Sieben Mal sollte es in diesem Sommer die Veranstaltung "Donnerstags in Werne" geben. Doch der eigentliche Veranstalter hat sie abgesagt. Und das sehr kurzfristig. Werner Wirte springen in die Bresche, während der Veranstalter gleichzeitig ähnliche Events in Lüdinghausen und Selm organisiert. Warum klappt es dort und in Werne nicht?

WERNE/SELM

, 14.07.2016, 11:22 Uhr / Lesedauer: 4 min

Sie ist ein wichtiger Baustein des Werner Stadtmarketings, um mehr Besucher in die Innenstadt zu locken: die Veranstaltungsreihe "Donnerstags in Werne". Bereits im letzten Jahr ging sie mit vier Terminen an den Start.

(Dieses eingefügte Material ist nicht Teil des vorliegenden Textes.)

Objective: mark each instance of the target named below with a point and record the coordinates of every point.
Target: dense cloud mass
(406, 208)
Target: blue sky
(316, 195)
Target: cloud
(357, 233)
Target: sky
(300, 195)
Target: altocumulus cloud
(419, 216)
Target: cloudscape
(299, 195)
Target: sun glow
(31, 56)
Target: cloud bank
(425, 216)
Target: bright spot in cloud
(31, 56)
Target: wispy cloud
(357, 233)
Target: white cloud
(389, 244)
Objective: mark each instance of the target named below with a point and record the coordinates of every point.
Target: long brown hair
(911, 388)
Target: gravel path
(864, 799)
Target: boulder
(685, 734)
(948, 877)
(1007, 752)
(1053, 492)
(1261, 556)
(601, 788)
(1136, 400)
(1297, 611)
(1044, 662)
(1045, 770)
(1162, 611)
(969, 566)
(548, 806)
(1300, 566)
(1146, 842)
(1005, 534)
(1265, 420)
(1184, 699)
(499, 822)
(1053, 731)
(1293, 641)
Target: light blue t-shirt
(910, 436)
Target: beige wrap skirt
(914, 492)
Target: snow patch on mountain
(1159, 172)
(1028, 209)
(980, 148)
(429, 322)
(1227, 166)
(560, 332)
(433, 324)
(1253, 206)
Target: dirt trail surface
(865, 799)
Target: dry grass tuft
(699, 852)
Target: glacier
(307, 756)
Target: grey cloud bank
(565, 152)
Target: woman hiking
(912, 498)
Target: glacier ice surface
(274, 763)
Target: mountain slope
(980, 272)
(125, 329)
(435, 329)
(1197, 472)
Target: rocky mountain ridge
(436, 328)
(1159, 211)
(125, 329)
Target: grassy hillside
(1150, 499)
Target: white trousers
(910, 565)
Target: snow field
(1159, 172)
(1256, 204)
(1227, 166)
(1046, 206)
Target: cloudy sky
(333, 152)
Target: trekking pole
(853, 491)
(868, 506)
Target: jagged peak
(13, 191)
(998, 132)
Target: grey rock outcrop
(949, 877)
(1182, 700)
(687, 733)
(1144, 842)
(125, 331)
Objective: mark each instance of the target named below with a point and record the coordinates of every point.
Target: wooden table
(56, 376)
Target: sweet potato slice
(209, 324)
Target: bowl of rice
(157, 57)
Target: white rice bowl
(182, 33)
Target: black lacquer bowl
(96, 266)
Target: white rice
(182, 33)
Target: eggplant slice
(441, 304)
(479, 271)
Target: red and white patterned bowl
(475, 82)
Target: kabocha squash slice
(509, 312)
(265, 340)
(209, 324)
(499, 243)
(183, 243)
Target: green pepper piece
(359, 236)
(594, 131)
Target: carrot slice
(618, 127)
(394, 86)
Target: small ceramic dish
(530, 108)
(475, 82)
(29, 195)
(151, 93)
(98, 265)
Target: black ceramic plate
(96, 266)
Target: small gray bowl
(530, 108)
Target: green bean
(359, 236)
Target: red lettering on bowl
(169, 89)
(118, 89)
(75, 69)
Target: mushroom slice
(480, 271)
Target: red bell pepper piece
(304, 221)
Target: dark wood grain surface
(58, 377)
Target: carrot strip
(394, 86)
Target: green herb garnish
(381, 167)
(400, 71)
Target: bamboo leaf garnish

Jeweils donnerstags gab es ab dem späten Nachmittag Live-Musik, etwas zu essen und trinken. Besucher sollten nach Feierabend zum Verweilen in der Innenstadt eingeladen werden, hieß es. Am besten bis in den späten Abend.

Denn Werne braucht mehr Leben in der City - ganz besonders, da das beliebte Solebad seit April 2015 geschlossen und damit ein wichtiger Anziehungspunkt wegfallen ist.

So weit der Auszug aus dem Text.